Media and Political Victims: Wen Ho Lee and Norman Hsu
September 14, 2007
This week, I hope you didn’t forget to mark another important September day — one that recalls a period when a terrorist in a turban couldn’t hold a candle to a Chinese American as the most dangerous threat to the American way of life.
Seven years ago this week, Dr. Wen Ho Lee, the former Los Alamos nuclear scientist, was cleared of accusations of passing information to the Chinese government — information that might have been secret if it wasn’t readily available from other sources. But that didn’t stop the government and the Clinton administration from responding to conservatives’ Cold War fears by making Lee, a Taiwan-born American citizen, a convenient political scapegoat.
The affront to the individual liberty of an Asian American was so great, our community should vow never to forget Lee’s story, especially in September.
On Sept. 13, 2000, Lee was vindicated as he stood before Federal District Judge James A. Parker in New Mexico. Judge Parker apologized for placing Lee in solitary confinement, shackled at all times and in a cell under round-the-clock surveillance for nine months. It was treatment fit for bin Laden—if they ever catch him.
Judge Parker also blamed the government for pursuing a case fraught with misstatements and lies.
When the judge’s remarks were over, Lee, who faced a 59-count indictment and the possibility of a life sentence, entered a guilty plea to a single count in a plea-bargained deal and was free to go home.
The “I am not a spy” era in the Asian American community was over (though the “I am not a terrorist” era was just around the corner).
But we may not have had to endure the “spy” phase if the reporting on the matter were a whole lot better.
As it turned out, the mainstream press on the Lee story was no watchdog.
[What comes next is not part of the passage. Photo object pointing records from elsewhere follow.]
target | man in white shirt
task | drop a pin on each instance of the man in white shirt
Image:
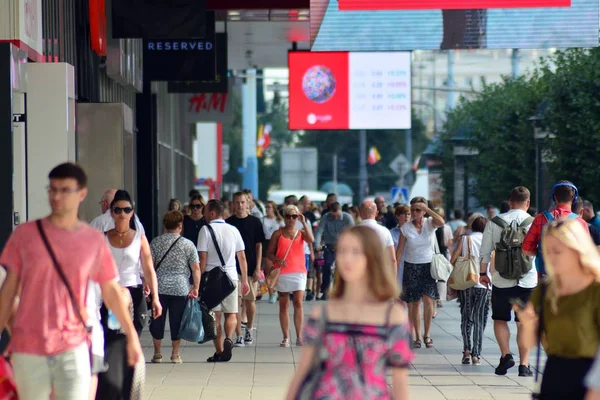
(368, 213)
(231, 244)
(105, 222)
(505, 290)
It merely echoed the lies of the government and helped foster an alarming anti-Asian sentiment throughout the country.
MEDIA DID IT
Judge Parker’s comments sparked an extraordinary bit of self-examination from The New York Times, purveyor of the most unbalanced reporting on Lee.
On Sept. 26, 2000, The Times ran an unsigned piece that justified its coverage but also admitted that the newspaper should have given Lee the “full benefit of the doubt,” and that Lee “was a minor player, or completely uninvolved.”
The Times’ media confession also stated the universal sin of the mainstream media in dealing with people of color: “We never prepared a full-scale profile of Dr. Lee, which might have humanized him and provided some balance.”
Wen Ho Lee didn’t die for The Times’ sin, but he was stripped of all freedom. Lee filed a lawsuit against the government, claiming invasion of privacy when it leaked his personal information to reporters.
Last year, five news organizations (The Times, as well as ABC News, the Associated Press, the Los Angeles Times and the Washington Post) were made to contribute $750,000 to a $1.6 million settlement in the lawsuit.
You’d think the media had learned its lesson.
SO WHAT ABOUT THIS GUY, NORMAN HSU?
First: Norman Hsu is no Wen Ho Lee. Hsu’s just the latest Asian American to be put under the media microscope.
Hsu was convicted of grand theft in San Mateo 15 years ago, but then skipped his sentencing only to re-emerge recently as a leading campaign finance bundler for Democrats.
Maybe he thought he was helping our backlogged judiciary by self-sentencing himself to a bit of what I’d call “pre-community service.”
What I’m wondering is why the media hasn’t learned its lessons from Lee — to show balance and restraint in approaching Hsu’s story.
You expect conservative bloggers and Fox News to call for Hsu’s head.
Since Hsu raised more than a million dollars for Hillary Clinton and other Democrats, it’s just too tempting to use an Asian American face and play the partisan race card.
It didn’t take long for the usual suspects to whip up xenophobic fears about foreigners buying our politicians with pumped up headlines like the “Chop Suey Connection.”
Conservatives would love to revive Cold War sentiment by creating a new “yellow peril,” just in time for the upcoming elections.
And Hsu is a pretty good whipping boy. A suspicious Asian American fund-raiser for Hillary? Even the editors at the relatively staid Wall Street Journal couldn’t constrain themselves.
They didn’t bother giving Hsu the more subtle engraved headshot treatment, figuring this Asian face was worthy of the “full monty.” In the Journal’s Sept. 8 edition, there were no fewer than four color photographs of Hsu.
It’s overkill. We’re seeing a story that should focus on the failed legal system that allows a convicted felon to go unfound for 15 years, or the faulty campaign contribution system that can’t seem to properly vet bundled donations.
But it’s just too easy for the media to concentrate on Hsu’s Asian-ness, perpetuating negative stereotypes that haven’t withered and died.
Until that happens, expect more of the same: selective prosecutions like Lee’s and political piling-on as in Hsu’s case.